Como digo, es un lugar donde, junto con el resto de demonios y ángeles caídos de la historia, Damaris y Uziel pueden esconderse, huir de su propio destino, eludirlo, engañarse a sí mismos y engañar de paso a los demás. Mientras tanto, el uno como el otro, fraguan en sus mentes la manera de deshacerse de la pequeña «molestia» que tienen al lado. Porque ambos traman un plan para deshacerse de esa «molestia», o lo que es lo mismo, deshacerse el uno del otro. La cuestión es ¿podrán llevarlo a cabo cuando sus sentimientos se desencadenen y pugnen por salir a la superficie? ¿Serán capaces de sacrificarse el uno por el otro? ¿Harán ese sacrificio en nombre de un amor que los apuñala desde el principio, aunque ellos tarden en darse cuenta? ¿Sabrán cruzar esa fina línea que existe entre el deseo y el amor? ¿Llegarán a encontrar ese límite? ¿Sabrán reconocerlo y obrar en consecuencia?  ¿Sabrán entender que, a veces, el amor requiere sacrificio?

Damaris y Uziel, nuestros dos personajes protagonistas, se mueven en mundos distintos pero a la vez iguales entre sí. Dicen que los extremos se tocan, y en este caso no puede ser más cierto. Las normas del cielo son muy estrictas y frías.
El infierno tiene unas normas más livianas, más cálidas, pero, sin embargo, cuando hay que castigar ambos son implacables; como implacable, frío y cruel es el lugar donde acaban aquellos demonios que, como Uziel, han transgredido la norma o no han cumplido con su misión.
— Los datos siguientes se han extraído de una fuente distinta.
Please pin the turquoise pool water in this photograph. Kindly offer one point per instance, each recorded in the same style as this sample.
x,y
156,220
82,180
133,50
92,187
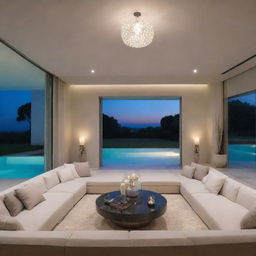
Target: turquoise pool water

Un lugar llamado Paraíso, sin lugar a dudas otro gran protagonista de la historia, aunque nunca se materialice y solamente se hable de él. El Paraíso es un sitio a donde van a parar todos aquellos demonios que han transgredido las normas. Un lugar desolado, del cual es complicado salir y si lo haces…, no lo haces del mismo modo, de la misma manera. El Paraíso es, por decirlo así, más que protagonista en sí, el antagonista de esta historia, algo tangible que está ahí, amenazante, esperando a engullir a Uziel o a cualquiera que le toque ese castigo. Es una prisión sin barrotes,  un lugar que hay que evitar a toda costa. Uziel ha sido castigado a él. ¿Qué será lo que tramará para eludir ese destino?
El cielo de Damaris y el infierno de Uziel son dos mundos que chocan, en donde las normas de los más buenos son tan estrictas que producen agobio, ahogo, sensación de esclavitud; al contrario, las normas de los malos son menos estrictas, más dúctiles, pero el castigo infringido por romperlas es igual de cruel y terrible.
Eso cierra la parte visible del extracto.